Within the past 12 months, Verizon’s free cash flow per share has been $4.3 — an amount more than enough to cover the dividend. As the telecommunications industry has strong barriers to entry, Verizon’s dominance in the U.S. is likely to continue and investors can regard this cash flow as quite safe.
Payout Ratio: The payout ratio can show investors if a stock is paying out either less or more than the company earns. In other words, if a company earns $1 per share but pays a dividend of $1.40, management may have to cut out the dividend at some point in the near future. A payout ratio of over 100% means that a company is paying out more in dividends than it earns. Verizon’s payout ratio is 51.7 which makes the VZ stock’s dividend sustainable in the long run.
The 5G Revolution and Verizon Stock
Creating growth opportunities in a mature industry like telecommunication services requires proactive management. And that’s where one of Verizon’s strengths may lie. The upcoming 5G revolution should be a strong catalyst for the company’s share price in the long-run and management certainly regards the 5G rollout strategy as the top priority area.
The benefits of 5G (“fifth generation mobile networks) will include much faster download speeds, more data capacity — a must for the Internet of Things (IoT) devices — and very little lag in mobile applications, which should have a positive impact on the development of online gaming as well as self-driving cars.
Verizon CEO Hans Vestberg has recently said: “2018 was a remarkable year full of 5G firsts, including being first in the world to commercially deploy 5G with our 5G Home product.”
The past few weeks saw Verizon launch 5G wireless in Chicago and Minneapolis. The number of cities is expected to reach 30 by the end of the year.
The group is also working with Samsung Electronics (OTCMKTS:SSNLF) to launch 5G-enabled smartphones in the coming months. Leadership in the 5G rollout will enable Verizon to gain new subscribers — an income stream to provide momentum to the stock price.
However, on the 5G front where Verizon is aiming to be the leader in the U.S., VZ’s organic earnings growth will not possibly materialize until 2020 or even 2021 — after the full mobile 5G launch in late 2020.
The Bottom Line on Verizon Stock
Verizon has a strong story and the company has a clean balance sheet with robust cash flows. Thus, it remains a long-term growth play on a fundamental basis.

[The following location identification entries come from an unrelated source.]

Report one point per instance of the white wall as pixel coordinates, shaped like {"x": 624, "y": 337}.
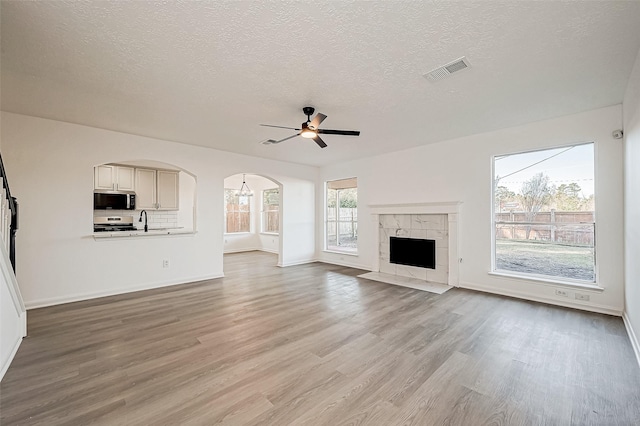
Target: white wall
{"x": 460, "y": 170}
{"x": 253, "y": 240}
{"x": 51, "y": 166}
{"x": 187, "y": 199}
{"x": 632, "y": 205}
{"x": 13, "y": 317}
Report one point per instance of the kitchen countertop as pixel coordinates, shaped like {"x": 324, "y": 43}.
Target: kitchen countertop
{"x": 156, "y": 232}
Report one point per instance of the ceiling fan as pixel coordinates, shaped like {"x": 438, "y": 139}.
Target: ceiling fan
{"x": 310, "y": 129}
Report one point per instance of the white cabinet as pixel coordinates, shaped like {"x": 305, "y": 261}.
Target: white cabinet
{"x": 157, "y": 189}
{"x": 114, "y": 178}
{"x": 146, "y": 189}
{"x": 167, "y": 190}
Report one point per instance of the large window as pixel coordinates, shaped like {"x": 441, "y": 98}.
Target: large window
{"x": 270, "y": 210}
{"x": 342, "y": 215}
{"x": 237, "y": 212}
{"x": 544, "y": 218}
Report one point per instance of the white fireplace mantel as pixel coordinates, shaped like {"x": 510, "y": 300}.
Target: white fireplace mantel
{"x": 450, "y": 208}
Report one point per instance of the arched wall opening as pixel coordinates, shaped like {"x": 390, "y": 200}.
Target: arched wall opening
{"x": 254, "y": 222}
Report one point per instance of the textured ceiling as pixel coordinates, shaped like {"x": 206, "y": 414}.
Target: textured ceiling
{"x": 207, "y": 73}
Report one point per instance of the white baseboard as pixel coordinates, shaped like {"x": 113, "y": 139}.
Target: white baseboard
{"x": 87, "y": 296}
{"x": 7, "y": 362}
{"x": 269, "y": 251}
{"x": 297, "y": 262}
{"x": 633, "y": 337}
{"x": 242, "y": 250}
{"x": 347, "y": 264}
{"x": 601, "y": 309}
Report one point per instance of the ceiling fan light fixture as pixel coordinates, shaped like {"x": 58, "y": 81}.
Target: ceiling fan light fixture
{"x": 244, "y": 189}
{"x": 307, "y": 133}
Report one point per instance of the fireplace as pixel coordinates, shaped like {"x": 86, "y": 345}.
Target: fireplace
{"x": 412, "y": 252}
{"x": 417, "y": 222}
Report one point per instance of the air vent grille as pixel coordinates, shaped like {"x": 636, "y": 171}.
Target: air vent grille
{"x": 448, "y": 69}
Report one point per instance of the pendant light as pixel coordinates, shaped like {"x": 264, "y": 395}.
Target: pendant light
{"x": 244, "y": 189}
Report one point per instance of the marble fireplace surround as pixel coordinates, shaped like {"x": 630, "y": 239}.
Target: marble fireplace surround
{"x": 450, "y": 209}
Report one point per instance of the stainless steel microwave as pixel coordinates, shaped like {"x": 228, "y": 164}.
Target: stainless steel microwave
{"x": 114, "y": 200}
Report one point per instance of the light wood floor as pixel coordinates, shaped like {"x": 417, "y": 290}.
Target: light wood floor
{"x": 314, "y": 345}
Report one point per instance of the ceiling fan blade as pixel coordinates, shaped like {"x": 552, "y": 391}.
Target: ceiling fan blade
{"x": 285, "y": 139}
{"x": 315, "y": 123}
{"x": 278, "y": 127}
{"x": 339, "y": 132}
{"x": 320, "y": 142}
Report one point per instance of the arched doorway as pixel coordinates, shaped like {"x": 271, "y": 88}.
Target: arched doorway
{"x": 252, "y": 214}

In 2018, Verizon generated revenue of over $130 billion and as a wireless carrier, it had over 150 million U.S. residents, who showed “strong loyalty” toward the company. Therefore, the long-term positive trend in VZ stock is likely to continue in future years, too.
However, in the near-term, I do not expect Verizon’s price to increase substantially.
Verizon has gone up 16% over the past 12 months. On May 9, 2018, it saw a 52-week low of $46.09. If you are an investor who also pays attention to technical charts, from a price and time cycle analysis, I’d expect Verizon stock to reach an immediate high for the year on May 9, 2019, around $60 and then stay range-bound for several months, between $55-$60.
In other words, long-term investors may regard any potential dip towards the low $50’s as a viable entry point to start enjoying the dividends this solid company offers.
With mid to late-2020 onwards, Verizon stock price is also likely to reward investors, as high-end customers willingly pay up for speedier smartphone connections as a result of the 5G rollout nationwide.
Meanwhile, if you are an experienced investor in the options market, you may also consider using a covered call strategy with a time horizon of approximately half a year. In that case, you may, for example, buy 100 shares of VZ at a limit price of $57.15 (the closing price on April 30) and, at the same time, sell a VZ Oct. 18 $60 call option, which currently trades at $1.2.
The call option would stop trading on Oct. 18, 2019, and expire on Oct. 19.
This covered call would offer both downside protection in case of volatility and a decline in Verizon stock and also give investors the possibility to generate further income. Those investors who are comfortable with the rationale that covered calls create profits from three sources (i.e., capital gains, option premium, and dividends) may consider employing such a covered call strategy.
As of this writing, Tezcan Gecgil did not hold a position in any of the aforementioned securities.